II. Da proteção de acionistas minoritários

a. Ampliação das competências das assembleias gerais de companhias abertas, onde os acionistas minoritários têm participação, para deliberar sobre a alienação ou a contribuição para outra empresa de ativos, caso o valor da operação corresponda a mais de 50% do valor dos ativos totais da companhia e sobre a celebração de transações com partes relacionadas que atendam aos critérios de relevância a serem definidos pela Comissão de Valores Mobiliários (CVM);

b. Na companhia aberta, o prazo de antecedência da primeira convocação passa a ser de 30 dias e o da segunda convocação será de 8 dias;

c. Vedação, nas companhias abertas, ao acúmulo de funções entre o principal dirigente da empresa e o presidente do conselho de administração. Esta regra em vigor em 360 dias;

d. É vedada, nas companhias abertas, a acumulação do cargo de presidente do conselho de administração e do cargo de diretor-presidente ou de principal executivo da companhia;

e. Na composição do conselho de administração das companhias abertas, é obrigatória a participação de conselheiros independentes, nos termos e nos prazos definidos pela CVM.

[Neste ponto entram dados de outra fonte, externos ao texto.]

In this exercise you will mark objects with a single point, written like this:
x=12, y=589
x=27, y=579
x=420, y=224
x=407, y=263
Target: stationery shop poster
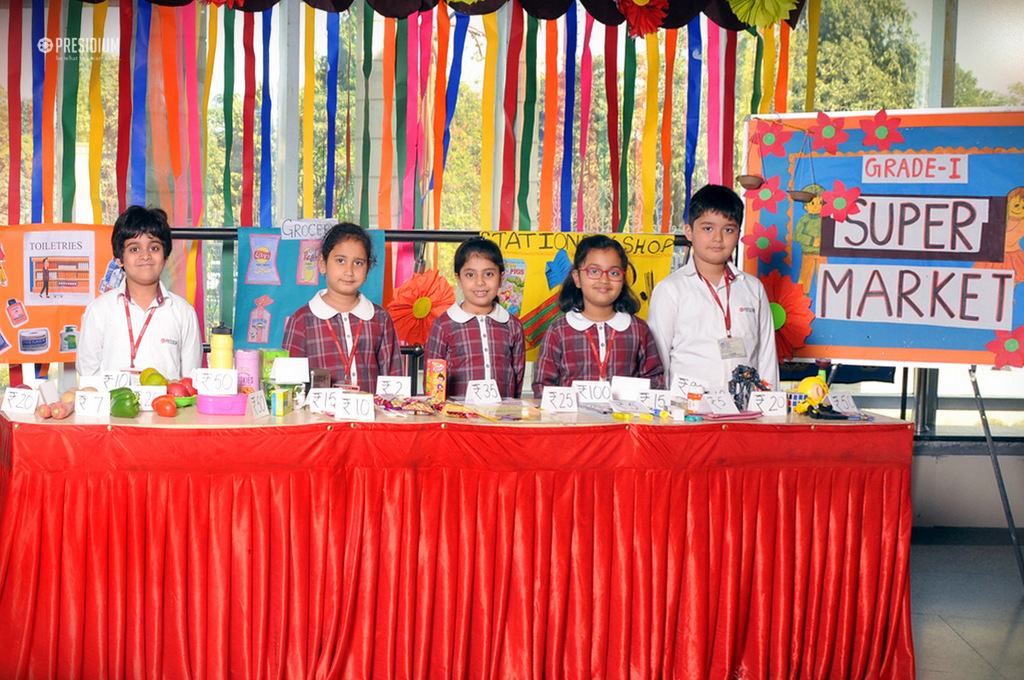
x=279, y=273
x=537, y=263
x=907, y=245
x=48, y=274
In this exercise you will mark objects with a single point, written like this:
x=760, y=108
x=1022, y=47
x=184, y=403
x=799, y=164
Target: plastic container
x=222, y=405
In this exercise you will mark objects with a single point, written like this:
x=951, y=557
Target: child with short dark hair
x=340, y=329
x=479, y=339
x=139, y=324
x=599, y=336
x=708, y=316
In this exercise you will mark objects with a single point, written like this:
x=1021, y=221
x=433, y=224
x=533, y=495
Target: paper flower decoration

III. Da facilitação do comércio exterior

a. Vedação aos órgãos e às entidades da administração pública federal direta e indireta estabelecer limites aos valores de mercadorias ou de serviços correlatos praticados nas importações ou nas exportações ou deixar de autorizar ou de licenciar operações de importação ou de exportação em razão dos valores nelas praticados;

b. Vedação aos órgãos e às entidades da administração pública federal direta e indireta a imposição de exigência de licença ou de autorização sobre importação ou exportação em razão de características das mercadorias, quando não estiverem previstas em ato normativo;

b. Será provida aos importadores, aos exportadores e aos demais intervenientes no comércio exterior solução de guichê único eletrônico por meio do qual possam encaminhar documentos, dados ou informações aos órgãos e às entidades da administração pública federal direta e indireta como condição para a importação ou exportação de bens a ponto único acessível por meio da internet. 

c. Revogação da exigência prevista na legislação (artigo 2º, do Decreto-Lei nº 666/69) de que seja feito, obrigatoriamente, em navios de bandeira brasileira, respeitado o princípio da reciprocidade, o transporte de mercadorias importadas por qualquer órgão da administração pública federal, estadual e municipal, direta ou indireta inclusive empresas públicas e sociedades de economia mista, bem como as importadas com quaisquer favores governamentais e, ainda, as adquiridas com financiamento, total ou parcial, de estabelecimento oficial de crédito, assim também com financiamento externos, concedidos a órgãos da administração pública federal, direta ou indireta.

A MP entrou em vigor na data de sua publicação, sendo que alguns de seus dispositivos produzirão efeitos em posteriormente a esta data, conforme detalhado no referido diploma legal.

A MP será analisada pela Câmara dos Deputados e pelo Senado Federal.